To determine the pressure of carbon dioxide gas in the reaction vessel, we first need to calculate the number of moles of carbon dioxide produced.

1. Calculate the number of moles of potassium permanganate:
Molar mass of potassium permanganate (KMnO4) = 158.034 g/mol
Number of moles = Mass / Molar mass
Number of moles of KMnO4 = 16.48 g / 158.034 g/mol

2. Calculate the concentration of the potassium permanganate solution:
Concentration (M) = Number of moles / Volume (L)
Volume of the solution = 250.0 mL = 0.250 L
Concentration of the potassium permanganate solution = Number of moles / 0.250 L

3. Calculate the number of moles of potassium permanganate in the 125.1 mL sample:
Number of moles = Concentration x Volume (L)
Number of moles of KMnO4 in the 125.1 mL sample = Concentration x (125.1 mL / 1000 mL/L)

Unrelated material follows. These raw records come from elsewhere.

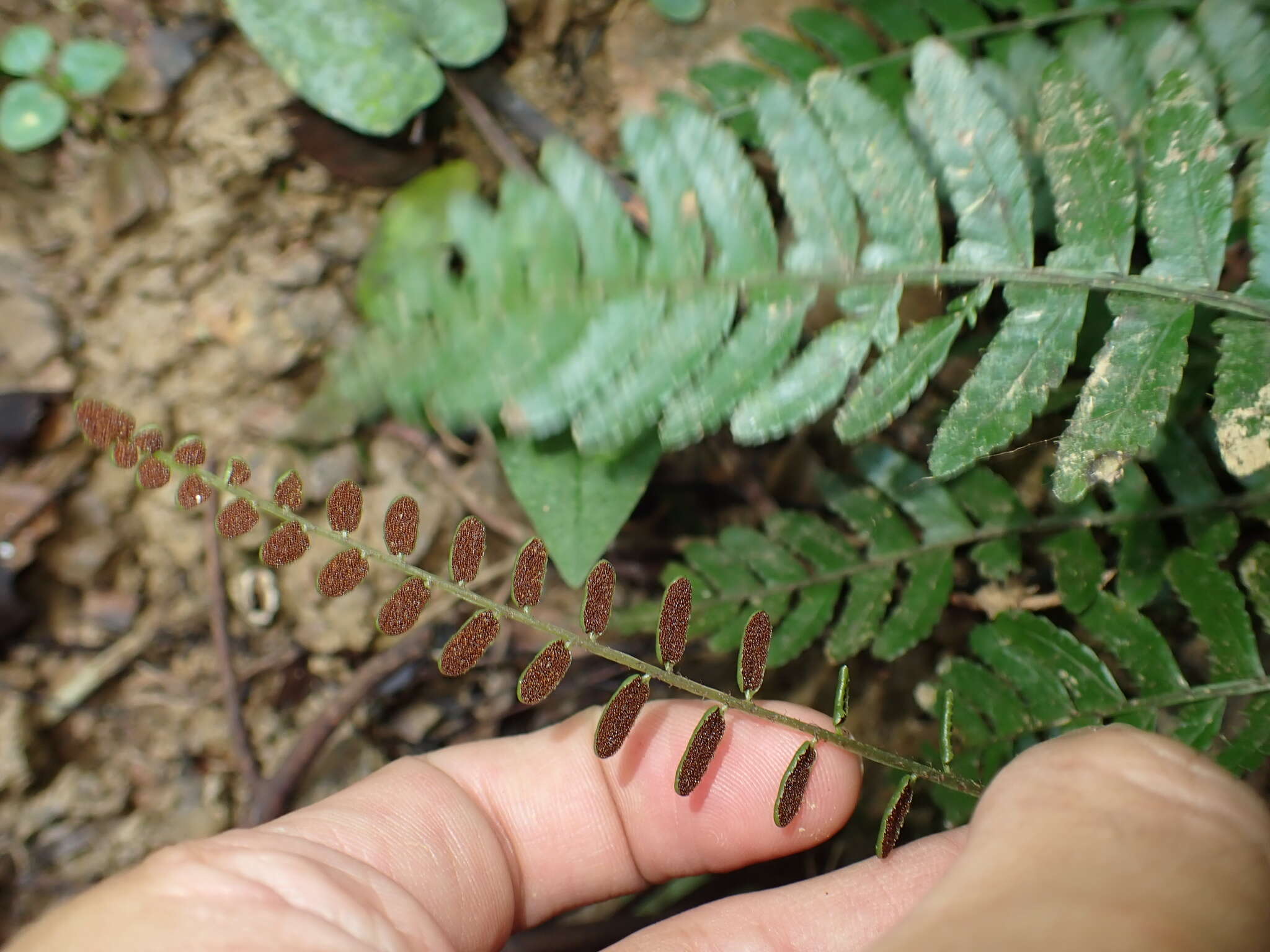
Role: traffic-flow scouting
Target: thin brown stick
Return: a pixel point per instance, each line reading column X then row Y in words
column 474, row 501
column 495, row 138
column 219, row 622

4. Determine the limiting reactant (the reactant that is completely consumed):
We need to compare the number of moles of potassium permanganate and hydrobromic acid to find the limiting reactant. The balanced chemical equation is needed for this step.

The balanced chemical equation for the reaction between potassium permanganate (KMnO4) and hydrobromic acid (HBr) is:
2 KMnO4 + 16 HBr -> 2 MnBr2 + 8 H2O + 5 Br2

Based on the balanced equation, we can see that the stoichiometric ratio between KMnO4 and Br2 is 2:5.

Comparing the moles of KMnO4 and HBr using their stoichiometric ratio, we can determine which reactant is limiting.

5. Calculate the number of moles of hydrobromic acid:
Concentration of HBr = 5.110 M
Volume of HBr solution = 75.3 mL = 0.0753 L
Number of moles of HBr = Concentration x Volume (L)

6. Determine the limiting reactant:
Compare the moles of KMnO4 and HBr using their stoichiometric ratio. The reactant with the lower number of moles is the limiting reactant.

7. Calculate the number of moles of carbon dioxide produced:
Using the stoichiometric ratio from the balanced equation, which is 2 KMnO4 : 5 CO2, determine the number of moles of carbon dioxide produced.

8. Calculate the total number of moles of carbon dioxide:
Since we now know the number of moles of carbon dioxide produced, we need to determine the total number of moles. We need to consider the moles of carbon dioxide produced from the limiting reactant and the excess reactant.

9. Calculate the partial pressure of carbon dioxide:
Partial pressure of carbon dioxide = (Number of moles of carbon dioxide / Total number of moles) x Total pressure

Given that the total pressure is 743 mmHg, substitute the values into the equation to find the pressure of carbon dioxide gas.